The wilderness inspired my travel lifestyle – but I learned the wrong lessons about freedom | Culture


Met’s 5.30am, and I wake up on a granite rock overlooking the Domeland Wilderness, nothing but forest, rock and silence for miles. I have 44 days to hike the Pacific Crest Trail – a journey of about 2,650 kilometers from the border of Mexico to Canada through desert, pine forests, deep valleys, volcanoes and alpine mountains. Every day I walk about 20 kilometers with everything I need for the next four months on my back.

I was 16 years old when I first saw Into the Wild, the film tells the true story of Christopher McCandless, a runner who left his middle life to live in the desert. I’m always curious and I was drawn to the idea of ​​abandoning expectations and traveling the world on my own terms. I began to think about escaping my bubble in north London to be far away and unknown like the American wilderness in the film.

Over the next 20 years, that itch took me everywhere: three months in India, four months in Nepal, five months in Brazil. Between work and studies, whenever I felt anxious, I would go on a trip to another country, hoping that it would help me understand who I am and what I wanted in life. Those trips made me, but I was always chasing the next place, the next view and the next experience, complaining that I was missing something and believing that freedom was out of reach.

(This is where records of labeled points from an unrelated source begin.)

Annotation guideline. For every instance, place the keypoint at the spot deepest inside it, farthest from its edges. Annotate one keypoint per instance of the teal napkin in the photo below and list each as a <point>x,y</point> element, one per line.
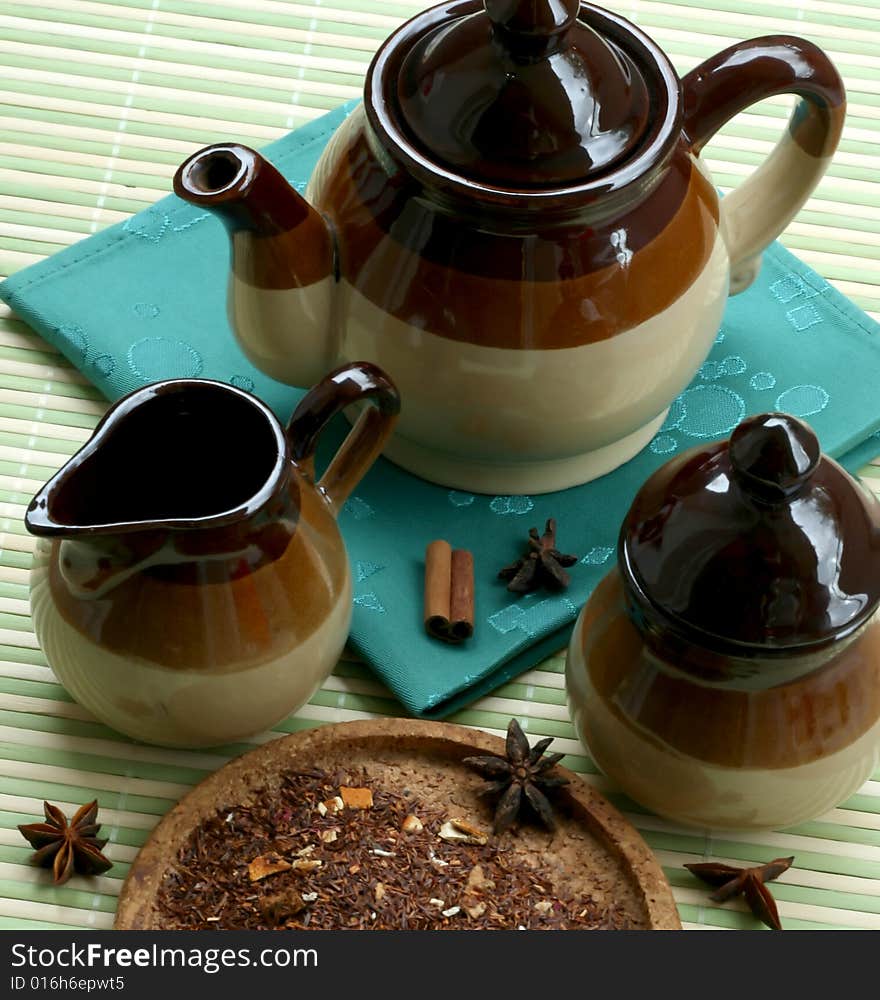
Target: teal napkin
<point>145,300</point>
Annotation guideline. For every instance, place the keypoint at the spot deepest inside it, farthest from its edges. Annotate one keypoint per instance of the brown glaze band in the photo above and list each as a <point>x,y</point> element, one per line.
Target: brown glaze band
<point>750,71</point>
<point>216,615</point>
<point>782,725</point>
<point>554,287</point>
<point>279,240</point>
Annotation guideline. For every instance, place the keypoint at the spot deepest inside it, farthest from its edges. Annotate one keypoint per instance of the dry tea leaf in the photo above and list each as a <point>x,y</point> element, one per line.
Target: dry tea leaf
<point>357,798</point>
<point>267,864</point>
<point>476,878</point>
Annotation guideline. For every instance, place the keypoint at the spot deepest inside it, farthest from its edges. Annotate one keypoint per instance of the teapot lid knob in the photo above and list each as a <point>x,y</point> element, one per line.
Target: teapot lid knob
<point>522,23</point>
<point>526,93</point>
<point>773,455</point>
<point>757,542</point>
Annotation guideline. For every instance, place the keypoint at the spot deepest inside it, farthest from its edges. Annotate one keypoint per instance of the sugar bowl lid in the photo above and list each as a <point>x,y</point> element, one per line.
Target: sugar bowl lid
<point>526,93</point>
<point>759,541</point>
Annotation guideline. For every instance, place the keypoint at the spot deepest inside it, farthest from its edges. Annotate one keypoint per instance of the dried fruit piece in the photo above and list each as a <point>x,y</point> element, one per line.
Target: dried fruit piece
<point>522,775</point>
<point>67,847</point>
<point>541,565</point>
<point>280,906</point>
<point>357,798</point>
<point>459,831</point>
<point>305,865</point>
<point>732,881</point>
<point>266,865</point>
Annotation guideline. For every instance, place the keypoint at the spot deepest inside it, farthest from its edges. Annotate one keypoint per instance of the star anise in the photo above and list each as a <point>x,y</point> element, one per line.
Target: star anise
<point>748,881</point>
<point>541,566</point>
<point>68,847</point>
<point>521,775</point>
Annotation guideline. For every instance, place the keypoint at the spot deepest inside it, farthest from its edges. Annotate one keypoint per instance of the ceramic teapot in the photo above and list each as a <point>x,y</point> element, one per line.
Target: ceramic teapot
<point>726,673</point>
<point>516,225</point>
<point>190,586</point>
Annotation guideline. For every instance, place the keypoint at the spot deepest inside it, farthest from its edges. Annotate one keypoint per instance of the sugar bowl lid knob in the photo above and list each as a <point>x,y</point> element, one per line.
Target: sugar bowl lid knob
<point>773,455</point>
<point>759,542</point>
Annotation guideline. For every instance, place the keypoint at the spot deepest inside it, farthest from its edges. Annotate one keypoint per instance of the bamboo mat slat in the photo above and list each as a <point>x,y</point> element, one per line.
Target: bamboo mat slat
<point>99,101</point>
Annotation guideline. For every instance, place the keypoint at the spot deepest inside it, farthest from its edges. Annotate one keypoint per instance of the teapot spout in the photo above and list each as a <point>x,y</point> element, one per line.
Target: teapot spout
<point>282,277</point>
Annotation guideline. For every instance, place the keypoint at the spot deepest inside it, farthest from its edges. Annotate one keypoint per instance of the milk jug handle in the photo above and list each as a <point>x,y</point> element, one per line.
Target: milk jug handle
<point>758,210</point>
<point>358,382</point>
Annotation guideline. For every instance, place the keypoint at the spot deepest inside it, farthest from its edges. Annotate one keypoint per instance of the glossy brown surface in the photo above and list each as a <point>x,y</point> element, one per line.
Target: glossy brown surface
<point>745,713</point>
<point>279,241</point>
<point>187,532</point>
<point>348,385</point>
<point>762,543</point>
<point>750,71</point>
<point>587,85</point>
<point>523,94</point>
<point>552,282</point>
<point>210,614</point>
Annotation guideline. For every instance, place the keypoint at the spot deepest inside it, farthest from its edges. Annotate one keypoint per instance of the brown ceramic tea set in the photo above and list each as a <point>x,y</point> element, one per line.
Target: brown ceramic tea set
<point>515,230</point>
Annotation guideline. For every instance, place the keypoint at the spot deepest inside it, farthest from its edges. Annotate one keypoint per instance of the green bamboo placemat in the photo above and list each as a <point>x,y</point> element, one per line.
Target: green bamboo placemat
<point>99,101</point>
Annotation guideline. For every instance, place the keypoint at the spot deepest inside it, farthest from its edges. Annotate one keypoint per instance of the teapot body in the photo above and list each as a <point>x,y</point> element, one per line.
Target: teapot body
<point>534,351</point>
<point>722,744</point>
<point>204,652</point>
<point>517,226</point>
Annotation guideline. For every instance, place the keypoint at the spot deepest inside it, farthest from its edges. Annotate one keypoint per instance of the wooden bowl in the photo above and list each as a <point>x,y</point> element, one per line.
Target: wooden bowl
<point>594,844</point>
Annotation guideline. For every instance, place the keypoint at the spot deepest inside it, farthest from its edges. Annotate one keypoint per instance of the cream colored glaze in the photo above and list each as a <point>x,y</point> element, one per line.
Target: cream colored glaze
<point>757,211</point>
<point>517,421</point>
<point>179,707</point>
<point>288,333</point>
<point>702,794</point>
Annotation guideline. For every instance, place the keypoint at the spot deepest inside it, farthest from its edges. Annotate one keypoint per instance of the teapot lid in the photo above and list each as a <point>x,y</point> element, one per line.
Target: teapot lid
<point>525,93</point>
<point>757,541</point>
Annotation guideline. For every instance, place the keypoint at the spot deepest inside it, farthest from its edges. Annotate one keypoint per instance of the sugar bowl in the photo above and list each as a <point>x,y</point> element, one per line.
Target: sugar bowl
<point>726,673</point>
<point>190,585</point>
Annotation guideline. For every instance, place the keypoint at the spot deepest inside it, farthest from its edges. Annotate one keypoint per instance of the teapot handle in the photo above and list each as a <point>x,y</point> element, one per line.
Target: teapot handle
<point>349,384</point>
<point>758,210</point>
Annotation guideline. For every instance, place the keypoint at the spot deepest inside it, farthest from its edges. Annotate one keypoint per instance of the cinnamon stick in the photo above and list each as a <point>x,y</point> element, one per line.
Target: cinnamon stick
<point>449,592</point>
<point>461,602</point>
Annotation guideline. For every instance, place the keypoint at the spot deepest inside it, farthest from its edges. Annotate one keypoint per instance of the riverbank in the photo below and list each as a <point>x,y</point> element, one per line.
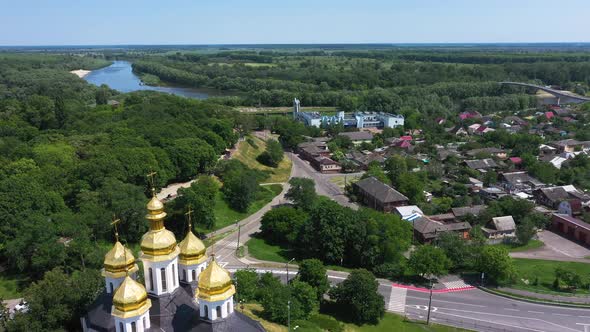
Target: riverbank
<point>81,73</point>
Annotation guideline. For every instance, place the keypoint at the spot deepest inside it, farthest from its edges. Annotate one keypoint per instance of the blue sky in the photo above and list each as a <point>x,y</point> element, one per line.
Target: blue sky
<point>91,22</point>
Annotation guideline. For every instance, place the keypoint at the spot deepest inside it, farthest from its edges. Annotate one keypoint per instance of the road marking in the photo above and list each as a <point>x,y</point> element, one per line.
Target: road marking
<point>500,315</point>
<point>397,300</point>
<point>437,300</point>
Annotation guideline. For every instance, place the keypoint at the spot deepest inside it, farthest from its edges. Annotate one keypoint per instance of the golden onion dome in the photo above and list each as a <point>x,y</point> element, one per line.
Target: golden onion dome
<point>118,261</point>
<point>215,283</point>
<point>192,250</point>
<point>130,299</point>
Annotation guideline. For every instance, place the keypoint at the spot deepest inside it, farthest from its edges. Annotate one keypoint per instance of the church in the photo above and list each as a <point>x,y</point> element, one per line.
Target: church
<point>183,291</point>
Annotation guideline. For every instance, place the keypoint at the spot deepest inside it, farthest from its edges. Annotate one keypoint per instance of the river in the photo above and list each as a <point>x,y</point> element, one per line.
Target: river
<point>119,76</point>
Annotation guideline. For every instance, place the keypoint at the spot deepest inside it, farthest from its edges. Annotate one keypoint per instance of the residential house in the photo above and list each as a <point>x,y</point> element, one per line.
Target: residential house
<point>571,227</point>
<point>326,165</point>
<point>519,181</point>
<point>500,228</point>
<point>358,137</point>
<point>426,230</point>
<point>408,212</point>
<point>378,195</point>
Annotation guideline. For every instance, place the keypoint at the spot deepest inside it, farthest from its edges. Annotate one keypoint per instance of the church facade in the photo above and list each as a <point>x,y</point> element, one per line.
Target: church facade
<point>182,290</point>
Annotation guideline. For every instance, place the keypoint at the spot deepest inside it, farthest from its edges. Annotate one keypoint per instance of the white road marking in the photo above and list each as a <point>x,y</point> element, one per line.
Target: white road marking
<point>397,300</point>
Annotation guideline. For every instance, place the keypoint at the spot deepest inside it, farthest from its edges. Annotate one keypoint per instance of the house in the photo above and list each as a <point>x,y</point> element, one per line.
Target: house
<point>492,193</point>
<point>481,164</point>
<point>408,212</point>
<point>426,230</point>
<point>552,197</point>
<point>311,150</point>
<point>464,211</point>
<point>571,227</point>
<point>325,165</point>
<point>519,181</point>
<point>378,195</point>
<point>491,151</point>
<point>358,137</point>
<point>500,228</point>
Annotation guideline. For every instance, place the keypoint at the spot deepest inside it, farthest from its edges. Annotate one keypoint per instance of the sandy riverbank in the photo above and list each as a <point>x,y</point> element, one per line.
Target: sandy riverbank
<point>81,72</point>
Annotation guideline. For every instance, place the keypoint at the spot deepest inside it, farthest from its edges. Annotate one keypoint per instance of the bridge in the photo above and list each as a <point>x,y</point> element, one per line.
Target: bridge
<point>563,97</point>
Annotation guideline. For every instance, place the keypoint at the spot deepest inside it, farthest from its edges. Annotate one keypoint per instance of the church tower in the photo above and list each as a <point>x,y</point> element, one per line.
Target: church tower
<point>215,293</point>
<point>159,252</point>
<point>192,255</point>
<point>131,307</point>
<point>118,263</point>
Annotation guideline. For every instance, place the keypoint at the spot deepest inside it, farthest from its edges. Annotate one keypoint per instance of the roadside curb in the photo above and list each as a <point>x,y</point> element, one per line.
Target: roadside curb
<point>524,299</point>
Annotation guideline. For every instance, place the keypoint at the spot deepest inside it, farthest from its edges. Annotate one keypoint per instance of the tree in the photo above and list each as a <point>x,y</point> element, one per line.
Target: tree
<point>429,260</point>
<point>273,154</point>
<point>496,264</point>
<point>358,298</point>
<point>302,193</point>
<point>313,272</point>
<point>282,225</point>
<point>246,284</point>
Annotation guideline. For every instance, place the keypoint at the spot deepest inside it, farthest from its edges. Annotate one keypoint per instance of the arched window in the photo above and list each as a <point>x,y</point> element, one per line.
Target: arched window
<point>151,279</point>
<point>163,272</point>
<point>173,275</point>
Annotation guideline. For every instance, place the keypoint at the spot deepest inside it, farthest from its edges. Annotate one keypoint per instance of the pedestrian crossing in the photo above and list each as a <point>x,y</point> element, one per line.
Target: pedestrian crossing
<point>397,300</point>
<point>456,284</point>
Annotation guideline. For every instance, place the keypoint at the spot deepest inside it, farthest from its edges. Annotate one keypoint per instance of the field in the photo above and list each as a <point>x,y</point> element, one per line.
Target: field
<point>250,149</point>
<point>225,216</point>
<point>544,270</point>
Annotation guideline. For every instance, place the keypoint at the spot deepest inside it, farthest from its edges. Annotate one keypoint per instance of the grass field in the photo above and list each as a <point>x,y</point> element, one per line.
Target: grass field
<point>225,215</point>
<point>533,244</point>
<point>247,154</point>
<point>11,286</point>
<point>529,269</point>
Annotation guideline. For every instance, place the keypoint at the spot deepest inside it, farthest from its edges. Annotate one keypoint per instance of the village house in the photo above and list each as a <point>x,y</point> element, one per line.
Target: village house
<point>426,230</point>
<point>378,195</point>
<point>500,228</point>
<point>571,227</point>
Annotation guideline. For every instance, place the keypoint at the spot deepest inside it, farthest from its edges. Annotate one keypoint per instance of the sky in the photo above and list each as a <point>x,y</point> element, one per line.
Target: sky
<point>135,22</point>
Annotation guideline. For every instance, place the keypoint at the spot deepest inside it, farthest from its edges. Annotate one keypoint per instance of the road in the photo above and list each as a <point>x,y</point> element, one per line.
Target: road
<point>471,309</point>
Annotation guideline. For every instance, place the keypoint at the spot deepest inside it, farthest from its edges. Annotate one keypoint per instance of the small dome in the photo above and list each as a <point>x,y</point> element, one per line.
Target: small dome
<point>119,259</point>
<point>215,283</point>
<point>158,242</point>
<point>130,299</point>
<point>192,249</point>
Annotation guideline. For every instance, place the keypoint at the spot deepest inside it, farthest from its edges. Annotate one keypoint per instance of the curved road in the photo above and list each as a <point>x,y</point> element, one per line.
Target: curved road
<point>471,309</point>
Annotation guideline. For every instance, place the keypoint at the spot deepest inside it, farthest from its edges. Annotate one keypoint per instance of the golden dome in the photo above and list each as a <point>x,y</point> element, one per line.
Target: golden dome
<point>130,299</point>
<point>159,242</point>
<point>118,261</point>
<point>192,250</point>
<point>215,283</point>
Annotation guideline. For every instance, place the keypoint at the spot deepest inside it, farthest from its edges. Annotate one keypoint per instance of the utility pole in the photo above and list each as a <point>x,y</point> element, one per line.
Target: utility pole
<point>429,304</point>
<point>239,228</point>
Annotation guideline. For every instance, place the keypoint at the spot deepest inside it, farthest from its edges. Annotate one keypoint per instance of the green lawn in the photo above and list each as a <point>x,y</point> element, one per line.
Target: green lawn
<point>544,270</point>
<point>533,244</point>
<point>391,322</point>
<point>247,154</point>
<point>11,286</point>
<point>225,215</point>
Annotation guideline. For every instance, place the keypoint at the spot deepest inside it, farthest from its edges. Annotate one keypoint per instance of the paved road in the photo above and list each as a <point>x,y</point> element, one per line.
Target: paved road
<point>471,309</point>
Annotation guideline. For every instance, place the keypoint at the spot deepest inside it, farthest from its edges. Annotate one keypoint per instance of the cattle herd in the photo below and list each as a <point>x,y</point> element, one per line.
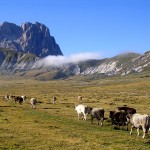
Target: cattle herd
<point>121,117</point>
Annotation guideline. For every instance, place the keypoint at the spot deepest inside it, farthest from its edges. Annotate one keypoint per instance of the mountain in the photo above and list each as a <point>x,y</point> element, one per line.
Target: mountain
<point>28,38</point>
<point>22,49</point>
<point>28,65</point>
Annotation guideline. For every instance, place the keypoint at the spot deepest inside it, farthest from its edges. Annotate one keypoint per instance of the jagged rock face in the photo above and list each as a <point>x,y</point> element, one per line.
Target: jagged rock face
<point>29,38</point>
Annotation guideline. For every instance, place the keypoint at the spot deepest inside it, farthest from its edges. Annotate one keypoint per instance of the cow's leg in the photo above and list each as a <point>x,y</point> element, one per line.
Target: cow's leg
<point>91,120</point>
<point>84,116</point>
<point>78,116</point>
<point>102,121</point>
<point>138,133</point>
<point>144,131</point>
<point>131,129</point>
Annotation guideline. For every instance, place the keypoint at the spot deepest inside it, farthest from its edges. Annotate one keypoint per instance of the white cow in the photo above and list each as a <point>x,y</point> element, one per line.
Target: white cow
<point>79,98</point>
<point>33,102</point>
<point>24,97</point>
<point>138,120</point>
<point>97,113</point>
<point>82,109</point>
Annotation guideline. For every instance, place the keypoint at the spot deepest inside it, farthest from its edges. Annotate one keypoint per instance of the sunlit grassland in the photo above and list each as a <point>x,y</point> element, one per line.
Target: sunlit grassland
<point>54,127</point>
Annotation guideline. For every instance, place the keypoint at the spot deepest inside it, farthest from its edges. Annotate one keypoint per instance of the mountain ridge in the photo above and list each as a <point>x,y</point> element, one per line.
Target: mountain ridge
<point>28,65</point>
<point>28,38</point>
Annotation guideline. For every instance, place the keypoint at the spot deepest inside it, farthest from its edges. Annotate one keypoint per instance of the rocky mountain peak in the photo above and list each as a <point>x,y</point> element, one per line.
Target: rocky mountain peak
<point>28,38</point>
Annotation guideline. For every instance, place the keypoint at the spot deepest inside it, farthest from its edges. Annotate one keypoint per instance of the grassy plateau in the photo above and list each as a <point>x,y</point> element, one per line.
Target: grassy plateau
<point>56,126</point>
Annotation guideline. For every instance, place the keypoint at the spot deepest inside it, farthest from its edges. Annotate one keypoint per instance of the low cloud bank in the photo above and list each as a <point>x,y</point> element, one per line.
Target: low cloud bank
<point>60,60</point>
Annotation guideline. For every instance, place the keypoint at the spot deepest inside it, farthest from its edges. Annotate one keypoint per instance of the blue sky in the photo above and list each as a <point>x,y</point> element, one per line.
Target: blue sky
<point>107,27</point>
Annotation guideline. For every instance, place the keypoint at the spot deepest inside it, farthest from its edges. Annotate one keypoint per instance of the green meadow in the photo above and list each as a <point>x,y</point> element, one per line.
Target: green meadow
<point>56,126</point>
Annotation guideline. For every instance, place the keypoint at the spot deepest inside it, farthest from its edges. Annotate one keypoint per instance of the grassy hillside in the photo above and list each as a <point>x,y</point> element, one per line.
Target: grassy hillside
<point>56,127</point>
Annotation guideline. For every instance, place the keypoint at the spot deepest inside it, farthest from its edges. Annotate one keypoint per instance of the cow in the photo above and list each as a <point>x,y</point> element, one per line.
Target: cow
<point>83,109</point>
<point>137,121</point>
<point>33,102</point>
<point>79,98</point>
<point>24,97</point>
<point>128,110</point>
<point>54,98</point>
<point>97,113</point>
<point>118,118</point>
<point>18,99</point>
<point>6,97</point>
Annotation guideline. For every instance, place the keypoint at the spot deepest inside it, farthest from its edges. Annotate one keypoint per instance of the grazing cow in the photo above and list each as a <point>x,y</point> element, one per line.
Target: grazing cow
<point>128,110</point>
<point>118,118</point>
<point>54,98</point>
<point>97,113</point>
<point>111,113</point>
<point>83,109</point>
<point>6,97</point>
<point>138,120</point>
<point>18,99</point>
<point>24,97</point>
<point>79,98</point>
<point>33,102</point>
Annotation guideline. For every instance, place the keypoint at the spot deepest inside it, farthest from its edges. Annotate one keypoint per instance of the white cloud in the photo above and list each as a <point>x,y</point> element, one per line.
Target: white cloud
<point>60,60</point>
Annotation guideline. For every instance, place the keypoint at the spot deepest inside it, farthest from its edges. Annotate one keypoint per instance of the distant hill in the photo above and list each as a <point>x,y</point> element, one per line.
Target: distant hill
<point>23,47</point>
<point>28,38</point>
<point>27,65</point>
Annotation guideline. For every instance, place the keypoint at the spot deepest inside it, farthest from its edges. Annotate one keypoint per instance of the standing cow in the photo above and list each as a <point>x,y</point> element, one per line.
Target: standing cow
<point>97,113</point>
<point>138,120</point>
<point>54,98</point>
<point>83,109</point>
<point>33,102</point>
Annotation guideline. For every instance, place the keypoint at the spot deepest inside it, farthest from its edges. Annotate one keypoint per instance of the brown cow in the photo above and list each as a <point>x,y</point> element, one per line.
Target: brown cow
<point>127,110</point>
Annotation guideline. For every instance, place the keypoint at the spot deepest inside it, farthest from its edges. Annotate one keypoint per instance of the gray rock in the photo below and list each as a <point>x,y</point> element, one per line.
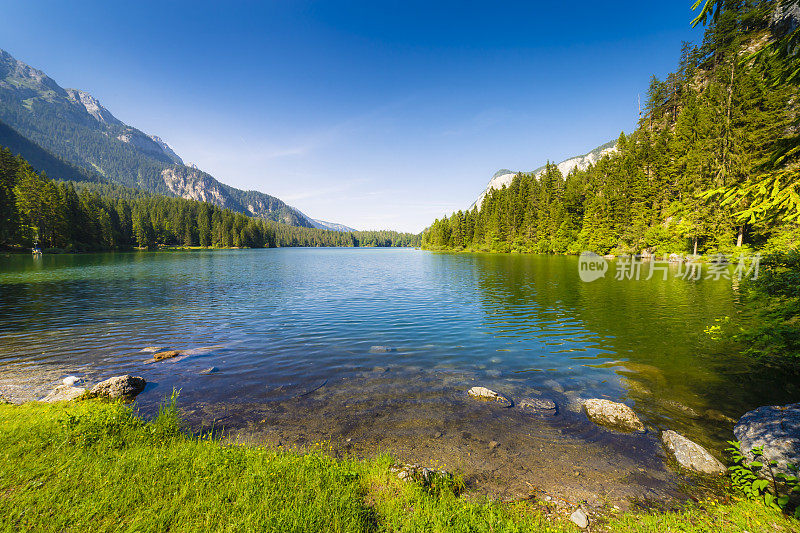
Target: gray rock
<point>381,349</point>
<point>713,414</point>
<point>538,405</point>
<point>690,454</point>
<point>168,354</point>
<point>71,381</point>
<point>119,387</point>
<point>612,415</point>
<point>63,393</point>
<point>777,429</point>
<point>579,518</point>
<point>488,395</point>
<point>152,349</point>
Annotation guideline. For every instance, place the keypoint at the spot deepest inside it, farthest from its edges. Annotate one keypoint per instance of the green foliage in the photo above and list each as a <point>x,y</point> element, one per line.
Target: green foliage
<point>774,490</point>
<point>103,216</point>
<point>712,167</point>
<point>774,298</point>
<point>93,465</point>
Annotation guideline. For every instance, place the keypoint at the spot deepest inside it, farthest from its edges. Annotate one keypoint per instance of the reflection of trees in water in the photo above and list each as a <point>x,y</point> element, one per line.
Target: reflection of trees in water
<point>671,368</point>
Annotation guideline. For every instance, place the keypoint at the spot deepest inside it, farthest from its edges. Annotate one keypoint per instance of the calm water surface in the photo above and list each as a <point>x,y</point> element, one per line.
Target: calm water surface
<point>295,336</point>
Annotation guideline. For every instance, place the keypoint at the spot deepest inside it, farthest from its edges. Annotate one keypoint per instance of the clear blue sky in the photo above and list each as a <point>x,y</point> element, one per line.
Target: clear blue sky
<point>371,114</point>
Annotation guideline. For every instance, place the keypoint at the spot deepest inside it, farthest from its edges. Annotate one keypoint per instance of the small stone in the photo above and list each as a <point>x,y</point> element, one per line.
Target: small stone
<point>538,405</point>
<point>381,349</point>
<point>488,395</point>
<point>613,415</point>
<point>713,414</point>
<point>119,387</point>
<point>690,454</point>
<point>169,354</point>
<point>579,518</point>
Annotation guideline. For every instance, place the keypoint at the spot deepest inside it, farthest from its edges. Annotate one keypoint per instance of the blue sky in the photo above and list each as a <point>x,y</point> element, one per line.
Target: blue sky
<point>371,114</point>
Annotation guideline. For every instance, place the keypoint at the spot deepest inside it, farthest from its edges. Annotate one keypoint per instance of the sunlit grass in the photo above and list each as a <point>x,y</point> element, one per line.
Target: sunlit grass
<point>95,466</point>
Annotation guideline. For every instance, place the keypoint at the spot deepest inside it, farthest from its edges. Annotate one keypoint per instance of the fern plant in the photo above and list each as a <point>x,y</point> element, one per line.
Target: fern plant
<point>774,489</point>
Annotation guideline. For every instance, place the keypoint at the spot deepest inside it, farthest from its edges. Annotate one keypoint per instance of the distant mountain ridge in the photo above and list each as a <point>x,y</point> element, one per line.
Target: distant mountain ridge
<point>42,160</point>
<point>581,162</point>
<point>74,126</point>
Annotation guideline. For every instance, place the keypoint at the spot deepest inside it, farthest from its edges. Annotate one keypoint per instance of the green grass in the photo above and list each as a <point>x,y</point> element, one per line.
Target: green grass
<point>95,466</point>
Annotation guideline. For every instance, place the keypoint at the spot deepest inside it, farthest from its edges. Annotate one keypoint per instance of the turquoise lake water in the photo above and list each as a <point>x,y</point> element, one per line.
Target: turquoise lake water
<point>380,345</point>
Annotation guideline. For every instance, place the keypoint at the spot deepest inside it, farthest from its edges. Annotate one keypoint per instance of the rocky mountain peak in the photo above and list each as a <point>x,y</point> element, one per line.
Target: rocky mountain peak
<point>92,106</point>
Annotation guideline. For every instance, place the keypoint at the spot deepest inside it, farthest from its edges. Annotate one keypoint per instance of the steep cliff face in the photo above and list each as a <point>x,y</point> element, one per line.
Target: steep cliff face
<point>74,126</point>
<point>581,162</point>
<point>192,183</point>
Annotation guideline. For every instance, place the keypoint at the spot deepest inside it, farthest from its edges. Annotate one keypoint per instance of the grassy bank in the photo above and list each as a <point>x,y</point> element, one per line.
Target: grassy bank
<point>95,466</point>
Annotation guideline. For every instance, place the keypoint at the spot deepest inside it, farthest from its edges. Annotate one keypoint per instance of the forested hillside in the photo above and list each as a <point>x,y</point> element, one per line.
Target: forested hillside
<point>41,159</point>
<point>713,166</point>
<point>75,127</point>
<point>95,216</point>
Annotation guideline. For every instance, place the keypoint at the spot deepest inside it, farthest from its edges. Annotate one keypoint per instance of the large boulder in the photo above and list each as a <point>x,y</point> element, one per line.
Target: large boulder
<point>690,454</point>
<point>488,395</point>
<point>777,429</point>
<point>613,415</point>
<point>119,387</point>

This changed over time, and I began to see the Wild differently. When I was 16 years old, I was fascinated by how Christopher rejected the life he thought was important. But when I grew up, I stopped admiring the way he stopped interacting with people and I started to see the need to do this. I began to understand what the older people in the film warned him about: that freedom means little if it comes at the cost of the people you leave behind.

Then one evening, in my late twenties, when I was living in Los Angeles, I was walking home one night when I realized how lonely I was in a city of millions. I missed my family and friends, so I returned to London and put down roots, nurturing relationships instead of looking for another escape.

This year, when I started hiking the Pacific Crest Trail in April, a trip I had been thinking about for almost two decades, it wasn’t because I wanted to escape my life. It was because I wanted to move on to something else: to have a deeper connection with nature and to trust myself. Hiking has become my meditation, a way to relieve my anxiety when my mind is running high. I find myself constantly stopped by the great beauty around me: cactus flowers, desert dunes, amazing sunsets.

The biggest thing it has taught me is to take life in stride. It sounds simple, and is often said, but it has meant a lot to me. I feel so grateful – not just for the amazing place, but to live one day at a time. There is peace in not having to think everything through, and instead trusting in the next step, which is the next step after that.

I’m alone on the mountainside, I’m not lonely. I have learned that loneliness and isolation are not the same thing. If anything, I take comfort in my isolation, especially knowing that I have roots back home. I realize now that the freedom I wanted all those years ago was mental freedom, not physical escape. And this, I realized, can be found anywhere.